Meghen Miles and Merrick Mosst created “Emotiongrams” by mapping specific musical characteristics (e.g., minor keys), widely identified with certain emotions (e.g., sadness), to color patterns that represented varying combinations of energy.

The other seven topics posed equally interdisciplinary questions – questions that are quite new in engineering in general, and engineering education in particular.

In a conference publication that will be presented this fall in San Diego, “A Case Study in Course Design at the Intersection of Music and Engineering,” Chew details the challenges in creating the class and discusses the problems that remain.

Chew traces the beginning of modern efforts to bring engineering techniques into a musical analysis of Christopher Longuet-Huggins, a noted theoretical chemist, cognitive scientist and gifted amateur musician, who in his “Letters to a Musical Friend” (The Musical Review, 1962) described computing methods for “Interpreting Bach” that were implemented and published in Machine Intelligence in 1971.

While interest in the field has mushroomed in the 21st century, with engineering conferences and refereed journals now covering the subject, teaching is only beginning.

“The challenges include the lack of a formal body of knowledge, in the form of a text, the lack of formal academic structures to support the course, the lack of students with suitably strong backgrounds in both computing and music, and misconceptions about the nature of music research,” she notes in her presentation.

Attacking problems in computational modeling of music “draws upon methodologies and tools from music theory, cognitive science, artificial intelligence, experimental psychology, mathematics, signal processing and neuroscience. Few, if any, students enrolled in the course are equipped with the knowledge to understand all the material.”

The syllabus devised offers a crash course in the elements of all these disciplines touching on music cognition, with the aim that, at the end of the course, each student should be able to “understand basic music structures; be capable of manipulating digital music; be able to generate computational means of analyzing, generating and visualizing structured music; and be able to formulate a question and build the computational tools to answer it.”
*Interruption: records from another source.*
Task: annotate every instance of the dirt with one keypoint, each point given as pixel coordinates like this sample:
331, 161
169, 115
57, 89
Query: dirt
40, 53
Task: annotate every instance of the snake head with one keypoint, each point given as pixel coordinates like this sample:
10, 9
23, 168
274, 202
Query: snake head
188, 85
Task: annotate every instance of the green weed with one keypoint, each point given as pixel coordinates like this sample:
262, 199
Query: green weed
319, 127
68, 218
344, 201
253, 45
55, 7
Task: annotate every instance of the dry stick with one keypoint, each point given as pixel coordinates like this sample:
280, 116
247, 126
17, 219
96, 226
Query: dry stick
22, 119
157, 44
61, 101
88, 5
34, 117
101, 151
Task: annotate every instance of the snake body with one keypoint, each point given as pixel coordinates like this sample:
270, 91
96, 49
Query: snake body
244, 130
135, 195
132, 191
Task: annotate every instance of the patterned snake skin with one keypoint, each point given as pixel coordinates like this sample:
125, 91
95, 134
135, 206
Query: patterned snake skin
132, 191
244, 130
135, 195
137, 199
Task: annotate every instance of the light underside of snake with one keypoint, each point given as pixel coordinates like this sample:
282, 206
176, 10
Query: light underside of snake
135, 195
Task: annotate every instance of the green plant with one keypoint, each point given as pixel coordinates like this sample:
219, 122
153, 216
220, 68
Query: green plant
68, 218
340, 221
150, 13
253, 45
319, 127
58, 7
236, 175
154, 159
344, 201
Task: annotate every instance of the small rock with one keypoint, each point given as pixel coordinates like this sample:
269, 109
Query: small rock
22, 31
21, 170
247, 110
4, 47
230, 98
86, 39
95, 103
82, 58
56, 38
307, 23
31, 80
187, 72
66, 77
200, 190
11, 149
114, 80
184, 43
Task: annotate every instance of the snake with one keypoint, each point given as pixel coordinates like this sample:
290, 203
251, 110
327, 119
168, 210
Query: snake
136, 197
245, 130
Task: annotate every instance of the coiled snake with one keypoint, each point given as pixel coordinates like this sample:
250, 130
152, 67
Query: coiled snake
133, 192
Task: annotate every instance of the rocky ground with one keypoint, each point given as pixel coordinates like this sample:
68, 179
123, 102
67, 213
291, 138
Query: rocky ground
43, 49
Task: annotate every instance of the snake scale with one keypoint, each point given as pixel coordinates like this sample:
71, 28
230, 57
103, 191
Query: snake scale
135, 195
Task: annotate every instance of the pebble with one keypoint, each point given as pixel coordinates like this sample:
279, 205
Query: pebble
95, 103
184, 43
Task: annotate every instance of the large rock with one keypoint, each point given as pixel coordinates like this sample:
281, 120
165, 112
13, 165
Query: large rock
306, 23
The course’s final projects depend on the students having acquired at least the rudiments of all these skills. The amount of material that has to be mastered is so great that Chew reluctantly had to move what had been a popular feature of the course – guest appearances by musicians and researchers in the field – to its own separate series.

Precisely because of the unusual mixture of disciplines involved, making this course a reality was not institutionally easy, Chew said. However, a remarkable record of recognition for her research (she holds a Ph.D. from MIT in engineering and won an Early Career/PECASE award from the National Science Foundation) helped to pave the way.
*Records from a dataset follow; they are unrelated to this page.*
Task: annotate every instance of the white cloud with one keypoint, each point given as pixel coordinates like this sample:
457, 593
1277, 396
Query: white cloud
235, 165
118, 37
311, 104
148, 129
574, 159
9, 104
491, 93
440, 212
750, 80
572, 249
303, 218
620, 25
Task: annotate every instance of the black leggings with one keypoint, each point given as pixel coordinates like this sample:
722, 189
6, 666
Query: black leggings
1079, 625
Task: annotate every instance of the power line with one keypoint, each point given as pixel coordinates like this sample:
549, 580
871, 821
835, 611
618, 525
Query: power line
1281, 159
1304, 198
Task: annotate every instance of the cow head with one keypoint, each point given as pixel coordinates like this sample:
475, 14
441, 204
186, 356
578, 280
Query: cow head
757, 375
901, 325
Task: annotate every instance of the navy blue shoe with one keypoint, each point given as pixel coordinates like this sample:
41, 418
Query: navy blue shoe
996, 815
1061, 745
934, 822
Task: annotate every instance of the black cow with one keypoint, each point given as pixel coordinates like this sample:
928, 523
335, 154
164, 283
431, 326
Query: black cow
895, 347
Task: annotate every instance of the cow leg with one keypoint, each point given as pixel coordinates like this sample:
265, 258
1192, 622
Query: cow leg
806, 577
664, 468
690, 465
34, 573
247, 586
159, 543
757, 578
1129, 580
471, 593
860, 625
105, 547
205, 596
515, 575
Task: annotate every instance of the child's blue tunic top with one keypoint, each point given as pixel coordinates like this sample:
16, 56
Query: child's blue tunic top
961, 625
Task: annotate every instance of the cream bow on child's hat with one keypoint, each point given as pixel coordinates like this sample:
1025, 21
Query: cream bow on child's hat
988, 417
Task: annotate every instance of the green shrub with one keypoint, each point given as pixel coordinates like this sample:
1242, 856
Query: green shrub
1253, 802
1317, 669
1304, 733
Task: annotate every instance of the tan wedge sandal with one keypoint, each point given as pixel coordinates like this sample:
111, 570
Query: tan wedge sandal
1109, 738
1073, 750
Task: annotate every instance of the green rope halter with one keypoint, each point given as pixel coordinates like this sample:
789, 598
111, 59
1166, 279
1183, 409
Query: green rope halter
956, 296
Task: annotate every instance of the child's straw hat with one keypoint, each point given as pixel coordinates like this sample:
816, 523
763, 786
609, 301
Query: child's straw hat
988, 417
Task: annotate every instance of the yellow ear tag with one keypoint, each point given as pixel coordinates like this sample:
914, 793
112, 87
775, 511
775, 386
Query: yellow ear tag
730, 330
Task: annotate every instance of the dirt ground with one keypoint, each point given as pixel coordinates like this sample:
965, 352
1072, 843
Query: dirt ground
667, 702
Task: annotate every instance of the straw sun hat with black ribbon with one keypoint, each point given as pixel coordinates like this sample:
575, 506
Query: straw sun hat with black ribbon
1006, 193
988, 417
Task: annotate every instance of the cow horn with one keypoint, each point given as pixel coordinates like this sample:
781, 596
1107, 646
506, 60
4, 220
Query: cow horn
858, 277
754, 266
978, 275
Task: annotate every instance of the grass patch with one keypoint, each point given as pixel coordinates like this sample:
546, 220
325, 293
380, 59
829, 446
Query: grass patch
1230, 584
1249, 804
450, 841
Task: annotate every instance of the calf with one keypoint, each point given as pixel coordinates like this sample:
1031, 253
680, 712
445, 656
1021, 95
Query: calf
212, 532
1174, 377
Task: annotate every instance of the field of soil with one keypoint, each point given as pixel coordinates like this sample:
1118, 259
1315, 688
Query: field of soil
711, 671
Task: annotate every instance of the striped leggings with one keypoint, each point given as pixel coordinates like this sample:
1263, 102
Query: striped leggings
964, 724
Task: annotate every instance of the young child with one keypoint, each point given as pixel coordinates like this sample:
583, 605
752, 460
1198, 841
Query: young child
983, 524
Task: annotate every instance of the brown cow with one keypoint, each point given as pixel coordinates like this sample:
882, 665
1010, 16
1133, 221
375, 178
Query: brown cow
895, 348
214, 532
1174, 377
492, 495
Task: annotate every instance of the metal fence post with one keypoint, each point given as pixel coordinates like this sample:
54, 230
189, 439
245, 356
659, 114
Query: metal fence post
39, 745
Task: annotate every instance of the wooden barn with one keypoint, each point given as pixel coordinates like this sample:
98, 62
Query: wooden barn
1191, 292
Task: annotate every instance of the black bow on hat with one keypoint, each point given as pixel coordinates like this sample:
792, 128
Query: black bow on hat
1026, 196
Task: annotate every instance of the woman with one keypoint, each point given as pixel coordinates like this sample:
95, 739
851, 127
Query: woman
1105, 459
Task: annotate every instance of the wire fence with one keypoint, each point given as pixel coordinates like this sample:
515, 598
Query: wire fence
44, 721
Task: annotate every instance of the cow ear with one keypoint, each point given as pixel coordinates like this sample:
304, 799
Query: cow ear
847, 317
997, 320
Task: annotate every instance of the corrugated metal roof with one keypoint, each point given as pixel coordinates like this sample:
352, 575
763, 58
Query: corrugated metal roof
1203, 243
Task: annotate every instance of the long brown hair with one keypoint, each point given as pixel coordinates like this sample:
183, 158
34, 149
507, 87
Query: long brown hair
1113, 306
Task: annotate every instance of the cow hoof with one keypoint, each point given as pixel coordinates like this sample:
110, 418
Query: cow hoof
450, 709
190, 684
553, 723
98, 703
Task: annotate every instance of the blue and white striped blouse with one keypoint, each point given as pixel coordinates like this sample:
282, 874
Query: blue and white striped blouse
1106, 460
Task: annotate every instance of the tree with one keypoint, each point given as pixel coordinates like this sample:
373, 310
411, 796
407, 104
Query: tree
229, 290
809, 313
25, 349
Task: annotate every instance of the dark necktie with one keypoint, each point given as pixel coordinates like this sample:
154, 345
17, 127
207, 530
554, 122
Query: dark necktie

“All these interdisciplinary education and outreach activities could not have happened without the staunch support of my own department, the deans of the Viterbi School, and the provost,” Chew said. “My own department has graciously allowed me to create this special topics class in lieu of teaching another traditional industrial and systems engineering course. My department chair, James Moore, has encouraged me to forge ahead in creating an undergraduate counterpart to the class because he sees the potential of such courses in recruitment and retention of young and inquiring minds to engineering.”
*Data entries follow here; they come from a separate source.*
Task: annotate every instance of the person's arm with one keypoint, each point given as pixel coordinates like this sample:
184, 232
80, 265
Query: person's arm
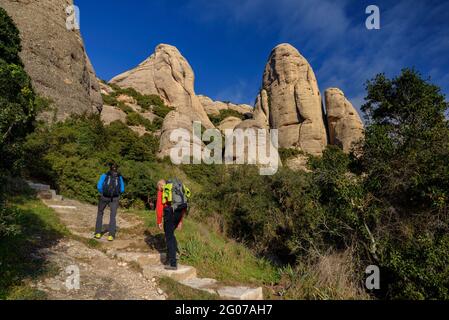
159, 208
179, 227
100, 183
122, 185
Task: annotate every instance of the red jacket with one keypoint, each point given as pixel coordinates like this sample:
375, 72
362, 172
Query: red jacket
160, 208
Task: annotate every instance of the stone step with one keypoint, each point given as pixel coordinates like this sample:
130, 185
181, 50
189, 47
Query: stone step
241, 293
55, 196
143, 259
61, 207
204, 284
183, 272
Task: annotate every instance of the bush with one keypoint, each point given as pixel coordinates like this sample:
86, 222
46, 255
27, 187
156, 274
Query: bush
73, 154
19, 104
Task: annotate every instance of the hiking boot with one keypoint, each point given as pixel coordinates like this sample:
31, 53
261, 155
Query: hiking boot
171, 268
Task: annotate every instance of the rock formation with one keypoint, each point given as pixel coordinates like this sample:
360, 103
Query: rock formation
229, 123
345, 125
110, 114
290, 101
168, 74
214, 107
55, 57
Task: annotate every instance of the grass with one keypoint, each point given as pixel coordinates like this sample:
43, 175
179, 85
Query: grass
177, 291
40, 228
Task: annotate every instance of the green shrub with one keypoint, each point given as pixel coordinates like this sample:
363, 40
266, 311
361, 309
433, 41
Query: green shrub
71, 155
19, 104
109, 100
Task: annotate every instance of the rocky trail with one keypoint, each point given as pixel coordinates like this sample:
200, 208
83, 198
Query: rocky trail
125, 269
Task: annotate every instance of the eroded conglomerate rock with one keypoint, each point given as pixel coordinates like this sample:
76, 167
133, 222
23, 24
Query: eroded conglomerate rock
167, 73
214, 107
55, 57
345, 125
229, 123
290, 101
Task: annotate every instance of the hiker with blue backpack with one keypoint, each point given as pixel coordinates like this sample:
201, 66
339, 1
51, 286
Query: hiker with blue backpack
171, 206
110, 186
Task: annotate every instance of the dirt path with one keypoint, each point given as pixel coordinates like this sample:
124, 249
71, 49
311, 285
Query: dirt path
124, 269
102, 275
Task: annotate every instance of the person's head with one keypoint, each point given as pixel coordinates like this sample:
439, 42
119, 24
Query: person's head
161, 184
113, 167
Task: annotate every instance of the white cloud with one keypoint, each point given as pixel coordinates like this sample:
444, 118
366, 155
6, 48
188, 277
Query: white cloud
342, 51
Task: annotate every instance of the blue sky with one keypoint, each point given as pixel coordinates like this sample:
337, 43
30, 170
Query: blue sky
227, 42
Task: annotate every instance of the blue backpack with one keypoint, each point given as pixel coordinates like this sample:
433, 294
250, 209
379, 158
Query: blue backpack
111, 185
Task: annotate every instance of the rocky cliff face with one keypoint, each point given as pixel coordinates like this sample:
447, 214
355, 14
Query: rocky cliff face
290, 101
214, 107
54, 57
345, 125
168, 74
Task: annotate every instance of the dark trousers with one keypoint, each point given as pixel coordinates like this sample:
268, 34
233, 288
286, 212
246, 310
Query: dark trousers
102, 204
172, 218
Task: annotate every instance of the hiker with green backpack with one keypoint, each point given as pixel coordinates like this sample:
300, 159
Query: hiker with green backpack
110, 186
172, 205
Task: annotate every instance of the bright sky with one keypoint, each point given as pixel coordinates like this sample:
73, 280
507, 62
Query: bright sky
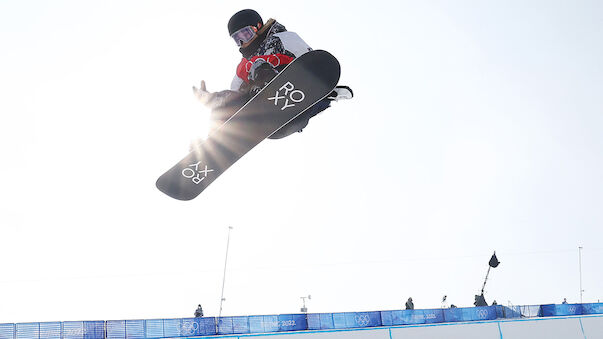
476, 126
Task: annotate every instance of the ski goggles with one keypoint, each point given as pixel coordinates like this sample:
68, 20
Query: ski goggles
244, 35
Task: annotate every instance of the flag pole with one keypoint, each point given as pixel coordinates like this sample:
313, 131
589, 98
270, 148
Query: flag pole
485, 280
224, 275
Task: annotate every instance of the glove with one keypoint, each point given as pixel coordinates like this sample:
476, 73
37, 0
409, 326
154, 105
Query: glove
202, 94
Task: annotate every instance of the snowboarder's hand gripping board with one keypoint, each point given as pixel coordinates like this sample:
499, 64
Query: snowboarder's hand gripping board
304, 82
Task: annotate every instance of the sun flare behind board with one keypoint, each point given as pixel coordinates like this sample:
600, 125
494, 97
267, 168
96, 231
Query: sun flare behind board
198, 122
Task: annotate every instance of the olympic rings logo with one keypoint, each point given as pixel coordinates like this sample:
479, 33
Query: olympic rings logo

With this kind of class, it’s not just a matter of “if you build it, they will come,” Chew said. Recruiting students was a major effort. “I personally and actively publicized the class widely through e-mails and posters to other departments in the Viterbi and Thornton schools and the College.”

So, how does music express and evoke emotion? Chew and her students don’t know yet. But check back in a few years.

Chew’s research was supported by the National Science Foundation. Her presentation will be made at the 36th ASEE/IEEE Frontiers in Education Conference, Oct. 28-31, in San Diego.